Des progrès notables dans le vol du Starship
Il y a évidemment de quoi se réjouir avec le test le plus récent. Le Starship, en effet, a explosé bien plus tard que la première fois. En avril, le vaisseau finissait sa course au bout de quatre minutes de vol. Cette fois, l’engin a été perdu huit minutes après. Surtout, il a connu une fin prématurée après une séparation des deux étages réussie, de toute évidence.
Le Starship est un véhicule composé de deux segments. Il y a d’une part le premier étage, appelé Super Heavy, qui est le lanceur lui-même. C’est lui qui assure la propulsion principale, pour emporter la fusée haut dans l’atmosphère. Et il y a d’autre part le second étage, baptisé comme le lanceur : Starship. Il s’agit du vaisseau spatial à proprement parler.
Bien sûr, cette nouvelle perte après huit minutes de vol n’est pas un succès au regard de ce qui était prévu sur le papier. En théorie, le Starship aurait dû voler pendant 90 minutes. Le Super Heavy aurait dû redescendre vers la Terre, de façon maitrisée, tandis que le Starship aurait fini son périple dans l’océan Pacifique, après un bref passage dans l’espace.
C’est toutefois un progrès en comparaison du vol précédent, signe que toutes les modifications effectuées depuis sur le lanceur comme sur le pas de tir ont payé. La zone de lancement, d’abord, n’a pas été détruite avec l’allumage des moteurs et l’envol. L’engin a également pu décoller normalement et grimper à presque 150 km d’altitude.

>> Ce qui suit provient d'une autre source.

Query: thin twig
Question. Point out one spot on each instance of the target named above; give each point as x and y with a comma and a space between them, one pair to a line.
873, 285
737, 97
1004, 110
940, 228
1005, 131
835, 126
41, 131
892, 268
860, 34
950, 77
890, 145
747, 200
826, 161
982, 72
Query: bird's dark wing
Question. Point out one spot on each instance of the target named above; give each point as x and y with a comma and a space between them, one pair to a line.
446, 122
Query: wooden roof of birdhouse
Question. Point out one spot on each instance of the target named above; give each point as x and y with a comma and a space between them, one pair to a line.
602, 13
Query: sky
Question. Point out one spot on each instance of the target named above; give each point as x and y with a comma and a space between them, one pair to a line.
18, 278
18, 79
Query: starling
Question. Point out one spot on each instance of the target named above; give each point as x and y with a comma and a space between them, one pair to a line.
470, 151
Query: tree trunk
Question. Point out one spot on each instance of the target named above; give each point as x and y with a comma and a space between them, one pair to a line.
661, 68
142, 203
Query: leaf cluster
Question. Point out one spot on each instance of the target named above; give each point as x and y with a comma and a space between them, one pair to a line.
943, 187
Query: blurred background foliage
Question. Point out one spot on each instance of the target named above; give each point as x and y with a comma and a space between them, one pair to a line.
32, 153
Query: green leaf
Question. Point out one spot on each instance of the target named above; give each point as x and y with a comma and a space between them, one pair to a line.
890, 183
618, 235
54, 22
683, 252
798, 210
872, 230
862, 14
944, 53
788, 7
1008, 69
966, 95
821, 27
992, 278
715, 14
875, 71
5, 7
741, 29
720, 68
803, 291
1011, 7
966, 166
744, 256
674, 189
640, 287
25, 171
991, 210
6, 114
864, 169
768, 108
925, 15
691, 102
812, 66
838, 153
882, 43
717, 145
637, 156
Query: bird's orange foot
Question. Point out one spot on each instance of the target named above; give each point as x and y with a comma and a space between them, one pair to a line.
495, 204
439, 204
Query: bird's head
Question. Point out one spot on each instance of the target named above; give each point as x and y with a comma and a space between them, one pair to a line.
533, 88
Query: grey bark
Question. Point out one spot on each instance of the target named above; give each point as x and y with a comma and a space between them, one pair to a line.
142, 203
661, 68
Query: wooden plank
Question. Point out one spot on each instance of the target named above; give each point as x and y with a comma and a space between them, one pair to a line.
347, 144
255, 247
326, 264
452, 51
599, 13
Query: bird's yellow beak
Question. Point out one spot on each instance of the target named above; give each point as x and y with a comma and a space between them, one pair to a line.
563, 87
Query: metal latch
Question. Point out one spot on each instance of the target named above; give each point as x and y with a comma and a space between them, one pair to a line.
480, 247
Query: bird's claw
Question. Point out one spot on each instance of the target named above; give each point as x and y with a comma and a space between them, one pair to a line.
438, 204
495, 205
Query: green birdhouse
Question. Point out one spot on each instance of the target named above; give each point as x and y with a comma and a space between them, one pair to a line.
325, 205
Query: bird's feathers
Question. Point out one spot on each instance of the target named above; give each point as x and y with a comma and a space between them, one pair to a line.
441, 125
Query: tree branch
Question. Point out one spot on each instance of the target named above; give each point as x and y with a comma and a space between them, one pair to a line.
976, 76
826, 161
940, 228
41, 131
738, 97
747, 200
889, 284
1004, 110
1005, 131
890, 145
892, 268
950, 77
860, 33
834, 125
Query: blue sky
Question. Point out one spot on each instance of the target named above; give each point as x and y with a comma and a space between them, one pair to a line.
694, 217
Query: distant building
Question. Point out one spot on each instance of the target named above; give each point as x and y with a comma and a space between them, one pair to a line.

Surtout, le Starship a réussi à allumer la totalité des moteurs du Super Heavy (les 33 Raptors) et les deux étages ont pu se séparer correctement. Le Super Heavy a même pu effectuer sa manœuvre aérienne — une sorte de salto pour se remettre en position pour un retour sur Terre. C’est après que les choses ont commencé à se « dégrader », avec deux explosions en conclusion.
Le vol constitue clairement un bond en avant par rapport au tout premier, le 20 avril. Il y a bien sûr des éléments qui ont dysfonctionné. Des plaques du bouclier thermique ont semblé se détacher durant l’ascension du Starship. Par ailleurs, les moteurs du Super Heavy n’ont pas pu tous se rallumer après leur extinction durant l’acrobatie. Des vidéos ont d’ailleurs montré que des explosions se sont produites juste avant l’autodestruction du lanceur.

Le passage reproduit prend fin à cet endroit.